Explanation: **Explanation:** The question asks for the condition where Progestin-Only Pills (POPs) are **NOT** contraindicated. According to the WHO Medical Eligibility Criteria (MEC), **Migraine without aura** is classified as **MEC Category 2** (advantages generally outweigh risks) for POPs. Therefore, it is safe for these women to use them. **Why the correct answer is right:** Unlike combined oral contraceptives (COCs), which contain estrogen and are contraindicated in migraine patients due to an increased risk of ischemic stroke, POPs do not contain estrogen. They do not significantly alter coagulation factors or blood pressure, making them a safe alternative for women with migraines (without aura). **Why the other options are wrong:** * **Unexplained uterine bleeding (MEC 4):** This is a contraindication because the bleeding may be due to an undiagnosed malignancy (e.g., endometrial cancer) which must be ruled out before starting hormonal therapy. * **Breast Cancer (MEC 4):** Current breast cancer is a strict contraindication for all hormonal contraceptives, as progestins can stimulate the growth of hormone-sensitive tumor cells. * **Severe active liver disease (MEC 3/4):** Steroid hormones are metabolized in the liver.
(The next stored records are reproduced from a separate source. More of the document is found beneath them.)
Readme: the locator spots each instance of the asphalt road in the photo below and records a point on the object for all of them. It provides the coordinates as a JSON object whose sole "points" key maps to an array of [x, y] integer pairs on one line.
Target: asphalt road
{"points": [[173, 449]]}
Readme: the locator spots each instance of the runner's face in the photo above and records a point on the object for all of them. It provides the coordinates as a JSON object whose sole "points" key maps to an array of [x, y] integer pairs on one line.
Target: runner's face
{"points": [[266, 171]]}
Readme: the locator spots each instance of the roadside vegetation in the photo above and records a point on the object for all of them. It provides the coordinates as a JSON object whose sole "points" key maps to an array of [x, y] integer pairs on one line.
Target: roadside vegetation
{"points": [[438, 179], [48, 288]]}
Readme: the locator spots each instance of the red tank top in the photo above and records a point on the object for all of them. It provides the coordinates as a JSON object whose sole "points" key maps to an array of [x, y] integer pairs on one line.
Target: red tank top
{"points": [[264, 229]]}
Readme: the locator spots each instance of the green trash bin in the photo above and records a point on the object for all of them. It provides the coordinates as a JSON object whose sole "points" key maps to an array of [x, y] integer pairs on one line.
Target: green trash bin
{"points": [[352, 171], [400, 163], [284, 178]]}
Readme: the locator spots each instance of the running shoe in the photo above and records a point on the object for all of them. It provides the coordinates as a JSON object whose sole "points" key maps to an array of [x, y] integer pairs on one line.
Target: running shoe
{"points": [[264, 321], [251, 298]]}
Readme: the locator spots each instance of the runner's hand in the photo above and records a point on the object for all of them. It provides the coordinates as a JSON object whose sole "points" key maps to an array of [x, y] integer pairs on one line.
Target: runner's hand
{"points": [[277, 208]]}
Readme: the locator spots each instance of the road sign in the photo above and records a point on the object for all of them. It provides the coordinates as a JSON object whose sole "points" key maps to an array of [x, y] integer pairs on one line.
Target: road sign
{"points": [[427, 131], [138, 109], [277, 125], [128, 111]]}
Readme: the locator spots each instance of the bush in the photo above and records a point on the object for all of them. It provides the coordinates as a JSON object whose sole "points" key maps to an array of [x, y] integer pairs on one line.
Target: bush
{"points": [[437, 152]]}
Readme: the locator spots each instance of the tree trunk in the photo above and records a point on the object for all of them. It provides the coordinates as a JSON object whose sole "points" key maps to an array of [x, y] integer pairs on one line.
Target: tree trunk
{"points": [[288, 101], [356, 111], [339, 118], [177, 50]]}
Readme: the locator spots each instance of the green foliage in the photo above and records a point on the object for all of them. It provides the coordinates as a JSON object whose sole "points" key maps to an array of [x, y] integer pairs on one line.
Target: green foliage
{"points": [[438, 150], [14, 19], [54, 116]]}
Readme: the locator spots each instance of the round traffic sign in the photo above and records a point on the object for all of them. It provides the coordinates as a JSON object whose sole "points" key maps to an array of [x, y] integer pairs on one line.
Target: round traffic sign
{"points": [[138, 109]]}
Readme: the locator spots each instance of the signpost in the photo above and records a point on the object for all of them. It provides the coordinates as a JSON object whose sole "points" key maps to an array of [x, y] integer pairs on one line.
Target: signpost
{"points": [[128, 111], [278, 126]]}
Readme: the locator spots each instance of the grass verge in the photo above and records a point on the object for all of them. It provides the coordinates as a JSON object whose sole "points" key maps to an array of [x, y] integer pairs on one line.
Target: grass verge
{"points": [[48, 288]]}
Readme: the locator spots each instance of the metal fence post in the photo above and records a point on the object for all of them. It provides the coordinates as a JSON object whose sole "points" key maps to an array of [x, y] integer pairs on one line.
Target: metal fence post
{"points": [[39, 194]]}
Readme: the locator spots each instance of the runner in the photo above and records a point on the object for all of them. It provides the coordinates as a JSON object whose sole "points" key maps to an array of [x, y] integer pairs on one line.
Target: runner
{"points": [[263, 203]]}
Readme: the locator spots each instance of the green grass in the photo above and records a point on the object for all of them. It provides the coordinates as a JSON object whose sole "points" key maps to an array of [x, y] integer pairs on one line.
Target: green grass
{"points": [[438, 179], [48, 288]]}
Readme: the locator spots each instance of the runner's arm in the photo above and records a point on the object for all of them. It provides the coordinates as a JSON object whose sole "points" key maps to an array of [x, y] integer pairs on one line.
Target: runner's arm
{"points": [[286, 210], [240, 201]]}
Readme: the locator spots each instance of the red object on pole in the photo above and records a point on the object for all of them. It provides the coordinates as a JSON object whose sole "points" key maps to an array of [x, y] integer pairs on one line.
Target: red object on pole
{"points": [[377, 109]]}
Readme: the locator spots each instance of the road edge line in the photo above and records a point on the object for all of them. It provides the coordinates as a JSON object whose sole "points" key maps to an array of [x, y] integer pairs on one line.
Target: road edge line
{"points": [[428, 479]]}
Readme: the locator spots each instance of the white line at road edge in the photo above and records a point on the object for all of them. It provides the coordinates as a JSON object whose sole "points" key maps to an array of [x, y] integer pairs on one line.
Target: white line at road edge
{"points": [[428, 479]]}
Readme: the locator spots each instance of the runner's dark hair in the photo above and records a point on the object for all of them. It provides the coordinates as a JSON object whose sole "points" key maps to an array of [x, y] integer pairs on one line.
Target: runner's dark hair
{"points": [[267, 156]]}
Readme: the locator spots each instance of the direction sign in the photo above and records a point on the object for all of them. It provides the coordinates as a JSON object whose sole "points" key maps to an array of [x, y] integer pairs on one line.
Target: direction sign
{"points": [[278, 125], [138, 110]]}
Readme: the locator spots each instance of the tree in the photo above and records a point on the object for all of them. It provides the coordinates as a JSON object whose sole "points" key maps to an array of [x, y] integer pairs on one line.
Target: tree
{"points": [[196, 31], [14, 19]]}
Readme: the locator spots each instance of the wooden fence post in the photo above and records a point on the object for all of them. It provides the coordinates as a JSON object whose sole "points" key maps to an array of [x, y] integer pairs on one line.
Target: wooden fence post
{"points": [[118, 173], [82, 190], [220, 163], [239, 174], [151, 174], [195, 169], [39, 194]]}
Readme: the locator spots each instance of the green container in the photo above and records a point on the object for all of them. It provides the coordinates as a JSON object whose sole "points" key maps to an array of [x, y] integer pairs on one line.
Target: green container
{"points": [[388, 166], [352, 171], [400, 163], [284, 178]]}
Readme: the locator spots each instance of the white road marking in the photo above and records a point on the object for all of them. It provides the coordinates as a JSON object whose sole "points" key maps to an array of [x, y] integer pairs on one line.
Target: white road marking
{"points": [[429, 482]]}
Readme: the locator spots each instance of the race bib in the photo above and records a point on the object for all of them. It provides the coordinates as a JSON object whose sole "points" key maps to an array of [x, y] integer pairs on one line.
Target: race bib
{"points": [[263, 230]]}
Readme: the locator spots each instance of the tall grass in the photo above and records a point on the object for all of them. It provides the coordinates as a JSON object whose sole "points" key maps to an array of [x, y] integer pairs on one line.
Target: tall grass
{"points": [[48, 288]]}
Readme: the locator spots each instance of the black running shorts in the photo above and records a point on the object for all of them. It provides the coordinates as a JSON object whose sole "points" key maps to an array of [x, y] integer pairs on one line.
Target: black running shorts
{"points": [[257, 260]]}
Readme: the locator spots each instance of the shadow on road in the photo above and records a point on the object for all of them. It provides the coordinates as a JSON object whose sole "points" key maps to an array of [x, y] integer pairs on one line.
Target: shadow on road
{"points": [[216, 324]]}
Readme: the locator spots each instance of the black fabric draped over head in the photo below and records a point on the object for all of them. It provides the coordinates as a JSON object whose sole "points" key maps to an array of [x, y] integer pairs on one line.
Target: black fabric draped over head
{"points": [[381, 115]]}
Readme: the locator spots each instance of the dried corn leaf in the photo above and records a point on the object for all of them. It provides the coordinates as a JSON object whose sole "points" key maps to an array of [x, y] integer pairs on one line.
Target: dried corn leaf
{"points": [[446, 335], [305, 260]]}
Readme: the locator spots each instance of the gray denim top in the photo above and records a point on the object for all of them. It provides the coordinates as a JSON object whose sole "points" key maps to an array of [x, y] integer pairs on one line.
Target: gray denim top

In cases of acute hepatitis, decompensated cirrhosis, or liver tumors (adenomas/hepatomas), POPs are contraindicated as they may worsen the condition or fail to be metabolized correctly. **High-Yield Clinical Pearls for NEET-PG:** * **MEC 4 (Absolute Contraindication):** Current Breast Cancer is the most high-yield MEC 4 for POPs. * **Migraine with Aura:** While COCs are MEC 4, POPs are generally considered MEC 2. * **Lactation:** POPs are the hormonal contraceptive of choice for breastfeeding mothers (MEC 1) as they do not suppress milk production, unlike COCs. * **Efficacy:** POPs must be taken at the same time every day; a delay of >3 hours is considered a "missed pill."